Invest with whole economy in mind, not just one good or bad indicator
As spring shifts to summer, it is eight years to the month since the vicious Great Recession hit bedrock. Almost a full 10 years separates us from a full blown international banking crisis, massive government bailouts, and palliative monetary policy.
Though we are a decade out from that crisis and Wall Street benchmarks continue to notch record highs, the “bitter bears” – or large swath of mavens who’ve been solidly negative since 2009 – are calling for a swift end to the optimism. They have freshly reunited with the hand-me-down reasons on why the market simply cannot continue to push higher, citing a perceived long-in-the-tooth economic expansion, sponsored by elevated equity valuations, high debt and low interest rates.
The “bitter bears” perceive the stock market similarly to one gazing at their own gravestone – with your own name and half-date etched in granite, begging for resolution. Like an incomplete musical scale, they are desperately waiting for the next shoe to drop. They have fallen prey to a menacing idol of their own handiwork: That of a theoretical market future based on a philosophical market past.
That is probably why we humans gravitate to complicated investment solutions when simplified ones exist. Why we are enamored by vague analysis and spurious correlations splashed upon glossy charts. Why we fall for people who spout big mathematical phrases without knowing their derivation, history, or validity. Why so few of us understand our own choices and wind up misled by those wishing to sell us something. It is in this spirit, I am impelled to treat the markets past, along with those who predict it, as something that needs to be condemned.
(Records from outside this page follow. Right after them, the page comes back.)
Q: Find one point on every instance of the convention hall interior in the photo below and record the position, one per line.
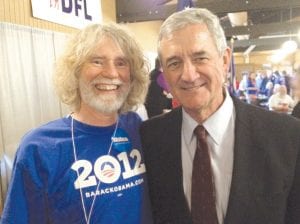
(264, 37)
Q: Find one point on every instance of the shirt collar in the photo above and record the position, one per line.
(215, 125)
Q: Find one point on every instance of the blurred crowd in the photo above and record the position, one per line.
(276, 91)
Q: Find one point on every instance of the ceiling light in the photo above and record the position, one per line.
(249, 49)
(289, 46)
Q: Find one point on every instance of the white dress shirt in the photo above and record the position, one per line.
(220, 139)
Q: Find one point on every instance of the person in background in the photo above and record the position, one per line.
(280, 101)
(87, 167)
(251, 89)
(157, 101)
(247, 179)
(296, 92)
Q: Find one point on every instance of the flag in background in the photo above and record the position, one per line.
(182, 4)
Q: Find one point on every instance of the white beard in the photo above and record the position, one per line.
(107, 103)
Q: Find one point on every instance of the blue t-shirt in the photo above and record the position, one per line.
(46, 178)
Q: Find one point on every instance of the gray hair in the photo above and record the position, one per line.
(79, 49)
(189, 16)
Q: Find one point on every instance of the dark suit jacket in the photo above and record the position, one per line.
(265, 186)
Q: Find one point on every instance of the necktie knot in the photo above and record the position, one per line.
(203, 206)
(200, 132)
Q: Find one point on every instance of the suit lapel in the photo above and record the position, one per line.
(170, 152)
(247, 164)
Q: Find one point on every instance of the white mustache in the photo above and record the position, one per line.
(107, 81)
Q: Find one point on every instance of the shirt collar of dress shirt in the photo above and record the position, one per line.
(215, 125)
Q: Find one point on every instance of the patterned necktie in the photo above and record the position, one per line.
(203, 207)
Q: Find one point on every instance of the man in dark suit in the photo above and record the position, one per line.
(254, 154)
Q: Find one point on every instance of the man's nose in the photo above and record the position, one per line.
(189, 73)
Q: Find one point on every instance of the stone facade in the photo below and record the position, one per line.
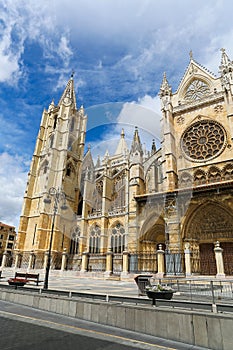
(129, 207)
(7, 243)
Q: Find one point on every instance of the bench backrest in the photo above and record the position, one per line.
(27, 275)
(32, 275)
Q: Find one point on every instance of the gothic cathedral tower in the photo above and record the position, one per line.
(56, 163)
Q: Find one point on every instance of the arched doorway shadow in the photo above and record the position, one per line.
(151, 236)
(210, 222)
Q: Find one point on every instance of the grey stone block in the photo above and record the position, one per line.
(150, 322)
(65, 307)
(226, 330)
(130, 318)
(140, 320)
(200, 330)
(214, 333)
(72, 308)
(103, 313)
(95, 311)
(173, 326)
(120, 316)
(80, 309)
(111, 315)
(87, 311)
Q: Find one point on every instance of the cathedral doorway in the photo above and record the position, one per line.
(207, 259)
(152, 236)
(208, 223)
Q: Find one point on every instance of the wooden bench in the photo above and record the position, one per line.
(34, 277)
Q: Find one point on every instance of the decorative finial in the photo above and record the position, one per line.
(191, 55)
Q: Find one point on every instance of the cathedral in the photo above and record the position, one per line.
(166, 211)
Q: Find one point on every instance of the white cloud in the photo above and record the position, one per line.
(12, 183)
(144, 114)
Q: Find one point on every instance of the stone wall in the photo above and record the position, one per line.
(204, 329)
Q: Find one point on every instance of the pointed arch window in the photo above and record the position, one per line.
(74, 242)
(68, 170)
(228, 172)
(72, 124)
(94, 240)
(118, 238)
(51, 141)
(55, 122)
(196, 90)
(199, 177)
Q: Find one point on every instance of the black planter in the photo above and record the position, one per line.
(163, 294)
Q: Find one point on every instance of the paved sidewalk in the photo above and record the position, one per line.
(73, 282)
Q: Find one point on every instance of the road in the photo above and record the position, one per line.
(24, 328)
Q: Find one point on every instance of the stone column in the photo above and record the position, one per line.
(84, 265)
(4, 259)
(109, 260)
(31, 257)
(160, 261)
(219, 260)
(125, 267)
(46, 256)
(187, 257)
(64, 260)
(17, 255)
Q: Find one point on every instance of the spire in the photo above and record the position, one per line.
(226, 69)
(153, 147)
(226, 63)
(191, 55)
(98, 163)
(68, 96)
(136, 143)
(122, 147)
(165, 88)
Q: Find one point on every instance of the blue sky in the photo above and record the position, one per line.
(118, 50)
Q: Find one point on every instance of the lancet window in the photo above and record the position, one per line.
(94, 239)
(118, 238)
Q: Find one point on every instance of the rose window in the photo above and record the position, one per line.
(203, 140)
(196, 90)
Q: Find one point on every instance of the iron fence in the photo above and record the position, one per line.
(97, 263)
(142, 262)
(73, 262)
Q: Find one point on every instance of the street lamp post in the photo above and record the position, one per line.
(57, 196)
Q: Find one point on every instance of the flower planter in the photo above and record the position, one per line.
(160, 294)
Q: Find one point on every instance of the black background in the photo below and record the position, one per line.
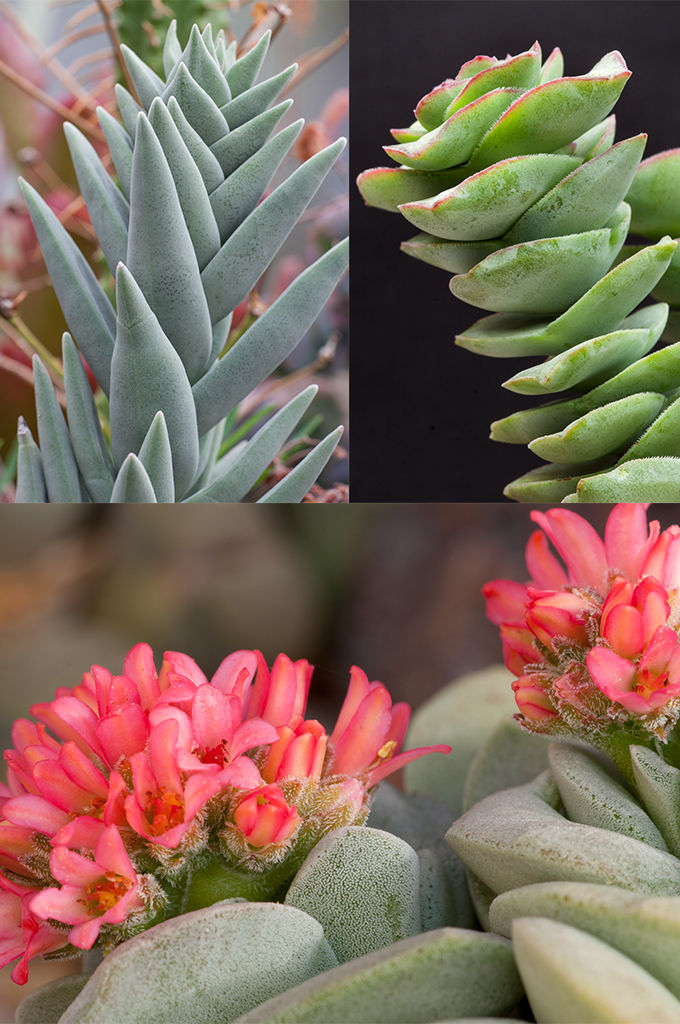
(420, 406)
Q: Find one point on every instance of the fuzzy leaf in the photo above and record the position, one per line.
(240, 194)
(87, 439)
(190, 188)
(234, 150)
(256, 99)
(147, 376)
(570, 976)
(248, 252)
(172, 285)
(242, 474)
(439, 976)
(30, 478)
(87, 310)
(269, 340)
(108, 208)
(132, 483)
(58, 462)
(297, 482)
(156, 457)
(363, 886)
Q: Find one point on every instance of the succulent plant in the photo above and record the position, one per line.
(512, 175)
(186, 233)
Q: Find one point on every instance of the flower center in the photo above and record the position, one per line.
(103, 894)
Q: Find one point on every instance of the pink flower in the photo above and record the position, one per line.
(102, 891)
(264, 817)
(598, 635)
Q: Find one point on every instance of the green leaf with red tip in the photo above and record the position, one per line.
(546, 275)
(585, 199)
(601, 431)
(601, 309)
(387, 187)
(489, 203)
(654, 196)
(455, 141)
(554, 114)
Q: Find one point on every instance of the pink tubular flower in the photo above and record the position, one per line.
(128, 785)
(596, 639)
(93, 893)
(264, 817)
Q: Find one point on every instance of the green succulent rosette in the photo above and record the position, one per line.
(512, 174)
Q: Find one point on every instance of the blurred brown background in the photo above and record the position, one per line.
(392, 588)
I view the market as a giant tapestry woven together from many strands including economic momentum, global earnings, credit conditions, and relative levels of macro-volatility. I have found it is only when I examine the tapestry as a whole that it will or will not make a convincing pattern. Creating a tapestry is a communal experience of what kinds of arguments and evidence are likely to impact the market. It also emphasizes the importance of coherence and consistency when I weave together arguments and data to make an inference to a best explanation.
Weaving an investment tapestry helps me in keeping myself from myself; especially in shunning the value of secret or smart market information as the important stuff is that huge elephant sitting in the middle of the room.
Markets are lived forward yet only understood backwards. That saying adorns me like raiment from months and years and decades of live skin-in-the-game. As a fund manager I am more the frumpy dad who craves quiet at home – one who strives to be deeply confessional and achingly sincere. My style is stripped to the core, and as a result I have embraced my limitations by accepting that I am awful at predicting market events, let alone timing them. I’d prefer to find ways to hedge them.